Het voorgaande betekent dat er geen aanleiding is te veronderstellen dat de definitieve aanslag zal worden opgelegd naar een belastbaar inkomen uit werk en woning dat hoger is dan € 7.200. De rechtbank zal de voorlopige aanslag dienovereenkomstig verminderen. Datzelfde geldt dan voor de voorlopige aanslag Zvw.

2.27.

Gelet op het vorenstaande zijn de beroepen gegrond verklaard.

2.28.

De rechtbank vindt aanleiding de inspecteur te veroordelen in de kosten die belanghebbende in verband met de behandeling van het beroep redelijkerwijs heeft moeten maken. Deze kosten zijn op de voet van het Besluit proceskosten bestuursrecht voor de door een derde beroepsmatig verleende rechtsbijstand vastgesteld op € 980 (1 punt voor het indienen van het beroepschrift, 1 punt voor het verschijnen ter zitting met een waarde per punt van € 490 en een wegingsfactor 1). De rechtbank ziet geen aanleiding voor een proceskostenvergoeding voor de bezwaarfase nu hiertoe geen verzoek is gedaan voordat de inspecteur uitspraak op bezwaar had gedaan.

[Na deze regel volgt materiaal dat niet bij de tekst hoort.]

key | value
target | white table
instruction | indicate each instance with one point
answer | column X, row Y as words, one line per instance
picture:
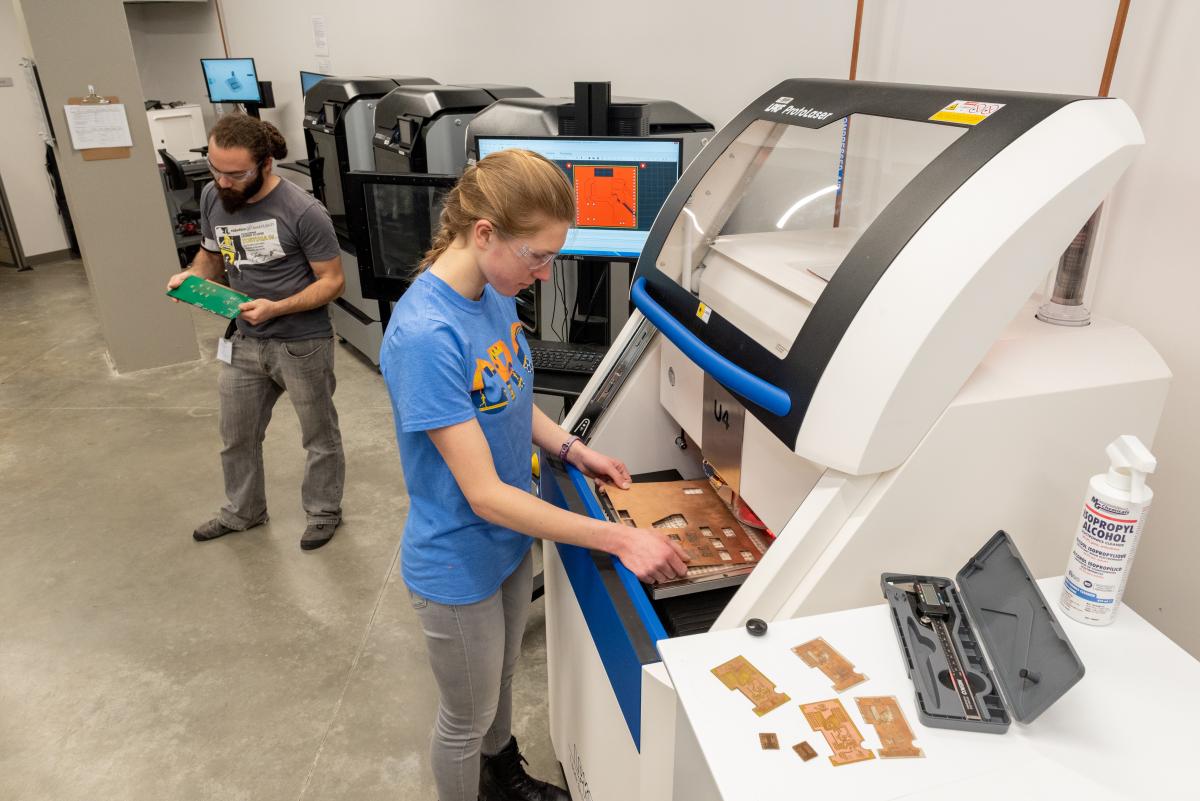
column 1127, row 730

Deze uitspraak is gedaan op 3 september 2015 door mr. A.F.M.Q. Beukers-van Dooren, rechter, en op dezelfde dag in het openbaar uitgesproken in tegenwoordigheid van mr. W.A. de Paepe, griffier.

De griffier, De rechter,

Afschrift aangetekend verzonden aan partijen op:

Rechtsmiddel

Tegen deze uitspraak kunnen partijen binnen zes weken na de verzenddatum hoger beroep instellen bij het gerechtshof te ‘s-Hertogenbosch (belastingkamer), Postbus 70583,

5201 CZ ’s-Hertogenbosch.

Bij het instellen van hoger beroep dient het volgende in acht te worden genomen:

1. bij het beroepschrift wordt een afschrift van deze uitspraak overgelegd.2 - het beroepschrift moet ondertekend zijn en ten minste het volgende vermelden: a. de naam en het adres van de indiener;

b. een dagtekening;

c. een omschrijving van de uitspraak waartegen het hoger beroep is ingesteld;

d. de gronden van het hoger beroep.

Voor burgers is het mogelijk hoger beroep digitaal in te stellen. Hiervoor kan gebruik worden gemaakt van de formulieren op Rechtspraak.nl / Digitaal loket bestuursrecht.